No one should be allowed to smoke in the child’s bedroom and no member of the family should smoke in the house, as the tobacco smoke in the atmosphere can harm the asthmatic children. Emotional upsets at home should be avoided as they make the asthmatic child worse. And above all, the parents should always remain cool and calm when their children get attacks of asthma.
Diet plays an important role in the treatment of asthma. Ideally, the diet of child patient should contain a limited quantity of carbohydrates, fats and proteins which are acid forming foods, and a liberal quantity of alkaline foods consisting of fresh fruits, green vegetables and germinated gram. Foods which tend to produce phelgm such as rice, sugar, lentils and curd and also fried and other difficult to digest foods should be restricted. The last meal should preferably be taken at least two hours before going to bed.

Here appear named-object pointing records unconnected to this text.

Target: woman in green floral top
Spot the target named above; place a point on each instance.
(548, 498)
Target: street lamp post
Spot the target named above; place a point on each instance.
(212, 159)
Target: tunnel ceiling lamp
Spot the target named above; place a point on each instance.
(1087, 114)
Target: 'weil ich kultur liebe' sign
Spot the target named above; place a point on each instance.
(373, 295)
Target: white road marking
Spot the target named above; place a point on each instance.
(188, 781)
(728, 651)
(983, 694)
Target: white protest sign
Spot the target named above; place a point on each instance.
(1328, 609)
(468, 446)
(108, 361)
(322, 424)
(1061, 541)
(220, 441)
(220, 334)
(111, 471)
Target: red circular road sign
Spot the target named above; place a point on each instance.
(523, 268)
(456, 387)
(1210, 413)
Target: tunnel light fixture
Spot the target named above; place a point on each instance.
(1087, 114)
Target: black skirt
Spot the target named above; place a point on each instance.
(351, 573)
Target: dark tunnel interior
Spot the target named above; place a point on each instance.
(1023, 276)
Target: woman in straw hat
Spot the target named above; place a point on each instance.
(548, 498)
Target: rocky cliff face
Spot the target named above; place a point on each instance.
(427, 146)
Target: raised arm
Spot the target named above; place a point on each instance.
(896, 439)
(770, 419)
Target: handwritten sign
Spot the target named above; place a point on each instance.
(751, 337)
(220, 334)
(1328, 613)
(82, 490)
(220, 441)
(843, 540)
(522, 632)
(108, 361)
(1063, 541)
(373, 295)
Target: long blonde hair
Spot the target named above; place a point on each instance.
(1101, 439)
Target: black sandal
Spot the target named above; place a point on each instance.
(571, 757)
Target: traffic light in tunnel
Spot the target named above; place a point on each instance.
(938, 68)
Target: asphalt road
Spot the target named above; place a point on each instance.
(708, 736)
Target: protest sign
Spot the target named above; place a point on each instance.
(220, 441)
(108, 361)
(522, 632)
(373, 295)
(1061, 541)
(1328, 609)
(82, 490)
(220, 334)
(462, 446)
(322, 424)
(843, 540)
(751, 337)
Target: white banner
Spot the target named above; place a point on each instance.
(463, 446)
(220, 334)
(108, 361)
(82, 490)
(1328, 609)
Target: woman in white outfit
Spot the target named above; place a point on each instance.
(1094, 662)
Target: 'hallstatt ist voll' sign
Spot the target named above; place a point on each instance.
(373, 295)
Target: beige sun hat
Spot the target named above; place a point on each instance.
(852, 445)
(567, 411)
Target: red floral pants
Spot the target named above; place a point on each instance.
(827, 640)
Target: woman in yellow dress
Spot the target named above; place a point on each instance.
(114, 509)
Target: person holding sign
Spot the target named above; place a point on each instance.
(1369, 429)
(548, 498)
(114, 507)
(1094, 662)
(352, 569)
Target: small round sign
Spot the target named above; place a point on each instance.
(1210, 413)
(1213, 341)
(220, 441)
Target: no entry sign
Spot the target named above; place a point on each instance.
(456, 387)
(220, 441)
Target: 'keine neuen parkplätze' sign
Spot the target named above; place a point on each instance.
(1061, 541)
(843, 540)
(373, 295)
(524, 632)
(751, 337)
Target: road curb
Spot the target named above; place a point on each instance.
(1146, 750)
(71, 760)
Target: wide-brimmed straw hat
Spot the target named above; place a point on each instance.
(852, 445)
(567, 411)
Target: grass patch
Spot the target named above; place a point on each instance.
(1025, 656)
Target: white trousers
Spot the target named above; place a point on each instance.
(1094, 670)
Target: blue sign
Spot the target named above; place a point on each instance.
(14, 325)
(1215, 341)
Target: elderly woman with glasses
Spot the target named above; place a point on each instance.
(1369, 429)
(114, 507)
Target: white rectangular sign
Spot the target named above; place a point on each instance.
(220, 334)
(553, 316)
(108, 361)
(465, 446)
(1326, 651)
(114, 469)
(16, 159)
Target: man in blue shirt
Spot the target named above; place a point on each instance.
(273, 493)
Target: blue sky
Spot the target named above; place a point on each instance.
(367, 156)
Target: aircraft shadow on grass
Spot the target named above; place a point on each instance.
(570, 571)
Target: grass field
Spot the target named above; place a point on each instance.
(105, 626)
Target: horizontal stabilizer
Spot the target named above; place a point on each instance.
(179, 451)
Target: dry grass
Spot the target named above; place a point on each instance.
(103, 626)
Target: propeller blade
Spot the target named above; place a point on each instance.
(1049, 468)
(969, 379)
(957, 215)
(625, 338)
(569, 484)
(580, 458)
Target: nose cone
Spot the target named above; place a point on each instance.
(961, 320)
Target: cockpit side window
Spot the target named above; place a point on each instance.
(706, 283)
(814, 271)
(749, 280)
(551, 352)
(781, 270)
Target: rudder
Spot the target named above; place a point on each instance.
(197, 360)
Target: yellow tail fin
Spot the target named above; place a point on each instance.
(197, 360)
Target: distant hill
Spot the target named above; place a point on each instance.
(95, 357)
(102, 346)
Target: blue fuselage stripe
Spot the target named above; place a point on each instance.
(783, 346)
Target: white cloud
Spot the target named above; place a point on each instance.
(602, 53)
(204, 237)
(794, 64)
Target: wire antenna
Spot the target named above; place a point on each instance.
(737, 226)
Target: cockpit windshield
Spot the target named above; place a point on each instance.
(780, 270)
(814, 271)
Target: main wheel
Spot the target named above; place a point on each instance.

Children with asthma should be encouraged to eat less than their capacity, eat slowly and chew their food properly. They should drink six to eight glass of water a day, but should avoid taking water or any liquid with meals. Spices, chilies and pickles, too much tea and coffee should also be avoided.
Honey is considered beneficial in the treatment of asthma. It is said that if a jug of honey is held under the nose of an asthma patient and he inhales the air that comes into contact with the honey, the breathing becomes easier and deeper. The effect lasts for about an hour or so. Honey usually brings relief whether the air flowing over it is inhaled or whether it is eaten or taken either in milk or water.
Turmeric is regarded as an effective remedy for bronchial asthma. The child-patient should be given half a teaspoon of turmeric powder with half a glass of milk two or three times daily. It acts best when taken on an empty stomach.
The use of garlic has also been found beneficial in the treatment of asthma. One clove of garlic boiled in 15 ml. of milk can be given daily as an effective medicine to the child-patient in the early stages of asthma.
During the attack, mustard oil mixed with little camphor should be massaged over the back of the chest. This will loosen up the phlegm and ease breathing.